Game over. I was ready to give up. Thankfully for me, Roy Keane wasn't quite ready to abandon the cause. It may have been the Cole/Yorke combo who made me want to play, but it was this Roy Keane performance that showed me how. A mere mention of Keane and Turin to United fans would make them - those who are usually stoney-faced at a funeral - go misty-eyed. On 24 minutes, a Beckham corner was met at the front-post by the Irishman, and flcked past the flapping Angelo Peruzzi. Unbelievably, United were back in the game. From then on, Keane's hypnotic passing and tireless energy dragged the Red Devils up from the abyss. Juventus looked into his eyes and saw only an absolute certainty that United would go through. They would have been less scared if Pol Pot had of walked onto the pitch.
At 2-1, Keane was booked for a cynical foul on Conte. It meant he would be banned for the final. Such was the character of the man, this only spurred him on. 10 minutes later the strikers' telepathic connection come to the fore. Andy Cole on the right-hand side put in a pin-point cross towards Yorke. Mark Iuliano was caught flat-footed. The smiling Tobagan flung himself at the ball: 2-2. Astonishing.
Half-time came, and at the point where my dad would normally send me to bed, even he realised this was something special. I was allowed to watch the second half. Half-past-nine on a school night; I couldn't believe my luck.
The second half was a blur; a mixture of tiredness and nervousness. Fighting to keep my eyes open, Inzaghi had a goal ruled out correctly for offside. Moments later, Denis Irwin went on a mazy run down the left flank and caught Peruzzi unawares with a rasping shot. As the ball flew past the 'keeper, it looked for all the world as if the hideously underrated Irishman would score the goal to confirm United's passage to the final. It hit the post.
Six minutes to go, and United were going through on away-goals. It was a tightrope perilously close to snapping. Inzaghi was still being a thorn in Stam's side. Zidane was, as always, pulling strings. A Davids' shot was saved by Schmeichel. He pumped the ball forwards. Hanging forever in the air, Iuliano tried to clear first time. The ball rolled towards Dwight Yorke, 25 yards out. With one touch he took it towards the central-defensive pairing; with the other he skipped through them. Both players falling flat on their backs. Striding towards goal, Yorke took the ball round Peruzzi, only for the 'keeper to bring him to the ground. Penalty! No. The referee had played advantage, and the onrushing Andy Cole tapped the ball into the unguarded net. 2-3 United. 3-4 on aggregate. The English champions had made it to their first European Cup final for 31 years.

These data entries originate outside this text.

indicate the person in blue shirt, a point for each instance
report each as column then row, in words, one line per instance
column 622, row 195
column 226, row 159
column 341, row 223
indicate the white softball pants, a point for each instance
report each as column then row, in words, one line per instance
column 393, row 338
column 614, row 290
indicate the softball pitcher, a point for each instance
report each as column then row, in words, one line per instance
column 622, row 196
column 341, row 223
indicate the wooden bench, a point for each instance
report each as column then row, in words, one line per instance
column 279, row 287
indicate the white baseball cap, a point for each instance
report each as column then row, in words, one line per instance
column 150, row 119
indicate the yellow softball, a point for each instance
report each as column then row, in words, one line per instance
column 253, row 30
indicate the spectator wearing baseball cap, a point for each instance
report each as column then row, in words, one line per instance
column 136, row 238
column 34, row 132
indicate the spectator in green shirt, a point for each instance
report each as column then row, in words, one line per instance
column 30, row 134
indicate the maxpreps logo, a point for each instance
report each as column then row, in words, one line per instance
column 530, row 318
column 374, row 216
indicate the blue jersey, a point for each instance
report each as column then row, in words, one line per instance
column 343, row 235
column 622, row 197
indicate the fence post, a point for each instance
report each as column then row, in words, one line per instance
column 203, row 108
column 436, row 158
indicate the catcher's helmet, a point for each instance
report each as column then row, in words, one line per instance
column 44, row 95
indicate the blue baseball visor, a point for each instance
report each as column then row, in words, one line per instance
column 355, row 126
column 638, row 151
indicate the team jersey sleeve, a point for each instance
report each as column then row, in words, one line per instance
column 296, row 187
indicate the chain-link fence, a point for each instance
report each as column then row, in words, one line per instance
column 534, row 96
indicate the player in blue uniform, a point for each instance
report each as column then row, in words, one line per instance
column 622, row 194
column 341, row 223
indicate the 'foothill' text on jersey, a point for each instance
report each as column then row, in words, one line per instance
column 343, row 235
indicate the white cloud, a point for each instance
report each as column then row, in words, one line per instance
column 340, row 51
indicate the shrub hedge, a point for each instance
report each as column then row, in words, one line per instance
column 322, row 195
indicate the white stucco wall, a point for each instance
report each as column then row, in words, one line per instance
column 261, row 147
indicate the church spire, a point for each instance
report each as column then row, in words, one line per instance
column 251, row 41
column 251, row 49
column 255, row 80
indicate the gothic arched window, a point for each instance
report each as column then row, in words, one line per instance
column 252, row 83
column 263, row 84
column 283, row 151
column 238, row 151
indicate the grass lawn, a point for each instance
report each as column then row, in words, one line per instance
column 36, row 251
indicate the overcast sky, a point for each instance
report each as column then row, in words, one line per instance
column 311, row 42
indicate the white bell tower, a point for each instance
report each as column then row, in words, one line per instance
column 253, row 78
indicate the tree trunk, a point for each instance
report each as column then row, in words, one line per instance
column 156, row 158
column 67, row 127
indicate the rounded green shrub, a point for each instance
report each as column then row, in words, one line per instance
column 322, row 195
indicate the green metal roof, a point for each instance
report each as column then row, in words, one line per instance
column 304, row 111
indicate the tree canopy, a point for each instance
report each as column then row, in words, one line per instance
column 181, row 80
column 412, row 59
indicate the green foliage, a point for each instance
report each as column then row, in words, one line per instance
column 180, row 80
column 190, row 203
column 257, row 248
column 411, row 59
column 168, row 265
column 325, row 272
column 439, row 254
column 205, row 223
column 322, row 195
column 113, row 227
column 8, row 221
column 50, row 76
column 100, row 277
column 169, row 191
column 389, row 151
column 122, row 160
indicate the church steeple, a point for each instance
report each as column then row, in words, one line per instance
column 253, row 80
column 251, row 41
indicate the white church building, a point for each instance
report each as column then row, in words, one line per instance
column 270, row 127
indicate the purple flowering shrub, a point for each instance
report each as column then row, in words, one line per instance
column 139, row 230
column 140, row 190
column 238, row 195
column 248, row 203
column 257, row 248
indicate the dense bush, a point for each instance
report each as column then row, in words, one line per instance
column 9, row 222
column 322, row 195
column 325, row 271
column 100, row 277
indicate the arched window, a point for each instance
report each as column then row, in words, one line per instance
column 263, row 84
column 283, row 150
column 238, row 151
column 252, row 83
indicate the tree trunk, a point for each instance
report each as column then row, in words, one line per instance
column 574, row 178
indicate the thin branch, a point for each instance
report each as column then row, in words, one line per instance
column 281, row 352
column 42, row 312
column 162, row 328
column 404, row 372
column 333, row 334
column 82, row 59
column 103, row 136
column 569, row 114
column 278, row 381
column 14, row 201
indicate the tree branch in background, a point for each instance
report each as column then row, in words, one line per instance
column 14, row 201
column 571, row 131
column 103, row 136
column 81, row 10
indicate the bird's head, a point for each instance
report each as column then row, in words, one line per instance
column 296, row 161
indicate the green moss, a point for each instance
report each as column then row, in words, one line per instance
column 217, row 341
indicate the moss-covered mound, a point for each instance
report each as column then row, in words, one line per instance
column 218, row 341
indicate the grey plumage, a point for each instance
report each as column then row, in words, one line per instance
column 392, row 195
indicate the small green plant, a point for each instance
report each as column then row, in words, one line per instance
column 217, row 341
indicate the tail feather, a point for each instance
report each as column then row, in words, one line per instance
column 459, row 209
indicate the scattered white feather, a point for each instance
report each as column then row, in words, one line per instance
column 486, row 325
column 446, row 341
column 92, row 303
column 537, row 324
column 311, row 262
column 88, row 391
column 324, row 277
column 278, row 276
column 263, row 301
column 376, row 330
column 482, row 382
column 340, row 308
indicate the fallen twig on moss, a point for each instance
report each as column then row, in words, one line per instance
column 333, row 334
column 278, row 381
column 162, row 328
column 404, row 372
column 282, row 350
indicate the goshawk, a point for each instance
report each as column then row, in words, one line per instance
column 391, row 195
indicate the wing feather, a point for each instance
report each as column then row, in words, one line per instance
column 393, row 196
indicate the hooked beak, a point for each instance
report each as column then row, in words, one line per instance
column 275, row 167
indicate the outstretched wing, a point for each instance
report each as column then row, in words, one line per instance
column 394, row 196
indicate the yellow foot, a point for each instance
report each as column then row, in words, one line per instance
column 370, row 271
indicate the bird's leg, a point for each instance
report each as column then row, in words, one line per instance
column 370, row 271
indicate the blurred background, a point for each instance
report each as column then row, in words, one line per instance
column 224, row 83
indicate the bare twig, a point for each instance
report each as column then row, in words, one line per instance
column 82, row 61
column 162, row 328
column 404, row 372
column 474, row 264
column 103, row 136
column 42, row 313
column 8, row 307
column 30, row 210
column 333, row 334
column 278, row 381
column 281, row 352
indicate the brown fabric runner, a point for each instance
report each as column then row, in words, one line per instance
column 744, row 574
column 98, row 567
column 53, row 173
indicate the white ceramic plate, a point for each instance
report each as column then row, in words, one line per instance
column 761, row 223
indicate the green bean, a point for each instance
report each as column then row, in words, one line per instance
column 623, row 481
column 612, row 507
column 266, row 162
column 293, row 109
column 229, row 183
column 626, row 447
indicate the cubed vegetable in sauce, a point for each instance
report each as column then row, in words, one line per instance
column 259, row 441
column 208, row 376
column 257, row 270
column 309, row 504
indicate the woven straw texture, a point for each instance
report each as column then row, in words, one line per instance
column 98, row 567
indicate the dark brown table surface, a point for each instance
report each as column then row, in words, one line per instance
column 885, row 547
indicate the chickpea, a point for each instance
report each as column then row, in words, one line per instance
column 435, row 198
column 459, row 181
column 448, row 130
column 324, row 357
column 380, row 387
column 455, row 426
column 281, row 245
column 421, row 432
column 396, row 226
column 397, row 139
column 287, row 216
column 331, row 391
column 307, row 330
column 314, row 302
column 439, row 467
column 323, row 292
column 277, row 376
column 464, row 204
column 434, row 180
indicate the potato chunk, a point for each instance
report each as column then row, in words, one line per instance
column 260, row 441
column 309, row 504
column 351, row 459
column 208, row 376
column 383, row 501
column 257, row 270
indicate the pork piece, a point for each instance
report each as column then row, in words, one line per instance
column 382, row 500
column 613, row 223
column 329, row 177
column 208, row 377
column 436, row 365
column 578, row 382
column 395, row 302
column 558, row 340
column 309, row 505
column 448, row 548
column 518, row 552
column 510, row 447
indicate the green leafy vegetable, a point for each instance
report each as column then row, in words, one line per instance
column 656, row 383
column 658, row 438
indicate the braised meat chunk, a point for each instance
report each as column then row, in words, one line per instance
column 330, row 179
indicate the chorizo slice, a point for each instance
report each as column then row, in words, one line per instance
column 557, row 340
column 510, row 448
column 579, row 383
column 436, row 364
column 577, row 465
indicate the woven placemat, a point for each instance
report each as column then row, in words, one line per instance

As Fergie sprinted along the touchline, I joined him in my living room.
I could have picked any number of games as my favourite of all-time: Hungary 6-3 England for its lasting impression on football in our country; AC Milan 4-0 Barcelona for it being the best performance in a European Cup final; Brazil 4-1 Italy for the same reasons, only on the international stage. But I didn't. I chose this match because, ultimately, it's the match that made me love football.